The reason, he said, is that “at the budget levels we described, this roughly 2 percent increase, we don’t have the surface systems available for Mars. And that entry, descent, and landing is a huge challenge for us for Mars.”
While insufficient funding looms over plans to get first explorers on the Mars surface by early 2030s, Gerstenmaier said NASA is “marching towards schedules” on its major projects, such as unmanned Exploration Mission-1 (EM-1) and the manned flight of EM-2.
The two missions are expected to test the deep-space Orion Spacecraft and the Space Launch System (SLS) rocket in 2019 and 2022, respectively, which will allow NASA to develop the capabilities for the next stop at Mars, including a construction of a spaceport in lunar orbit, Deep Space Gateway.
“We’re essentially at this point building capabilities that enable multiple destinations,” Gerstenmaier said.
“If we find out that there is water on the Moon and we want to do more extensive human operations on the Moon to explore that, we have the ability with Deep Space Gateway to support an extensive Moon surface program,” he added.
Gerstenmaier also talked of NASA’s “fiscal realism,” adding that teaming up with the commercial sector will be essential for future space travel.

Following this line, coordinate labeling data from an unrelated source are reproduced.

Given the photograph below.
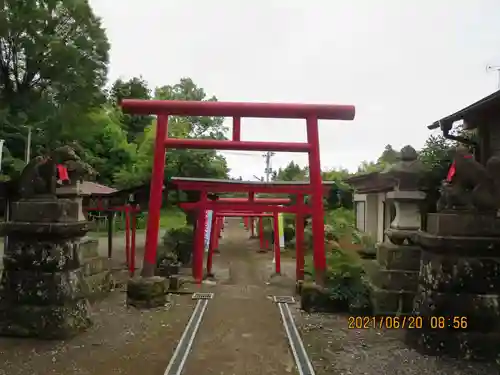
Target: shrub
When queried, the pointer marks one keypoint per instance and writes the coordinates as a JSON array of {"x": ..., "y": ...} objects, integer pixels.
[{"x": 179, "y": 241}]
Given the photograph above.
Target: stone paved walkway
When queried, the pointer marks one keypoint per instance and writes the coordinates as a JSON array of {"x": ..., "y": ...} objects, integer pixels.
[{"x": 241, "y": 332}]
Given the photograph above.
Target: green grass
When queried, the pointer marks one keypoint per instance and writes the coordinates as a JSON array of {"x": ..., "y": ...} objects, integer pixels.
[{"x": 170, "y": 218}]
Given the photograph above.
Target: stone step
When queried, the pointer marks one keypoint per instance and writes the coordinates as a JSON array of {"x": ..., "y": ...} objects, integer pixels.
[
  {"x": 394, "y": 280},
  {"x": 396, "y": 257},
  {"x": 390, "y": 302},
  {"x": 98, "y": 285},
  {"x": 88, "y": 247},
  {"x": 92, "y": 266}
]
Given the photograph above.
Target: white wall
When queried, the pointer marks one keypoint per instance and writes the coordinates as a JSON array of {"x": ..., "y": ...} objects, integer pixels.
[{"x": 375, "y": 222}]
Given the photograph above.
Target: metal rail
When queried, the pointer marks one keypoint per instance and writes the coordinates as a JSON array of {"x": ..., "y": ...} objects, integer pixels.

“For the first time NASA doesn’t have to do everything itself,” Gerstenmaier said, noting that it’s an “exciting time” to cooperate with commercial groups to share and exchange data.
“I look at NASA kind of as an orchestrator now, where we take the best that is available from industry,” he added.
In the meantime, Elon Musk’s company SpaceX has pushed its deadline for its unmanned mission to Mars to 2020, having abandoned the initial plan to send a probe as soon as 2018.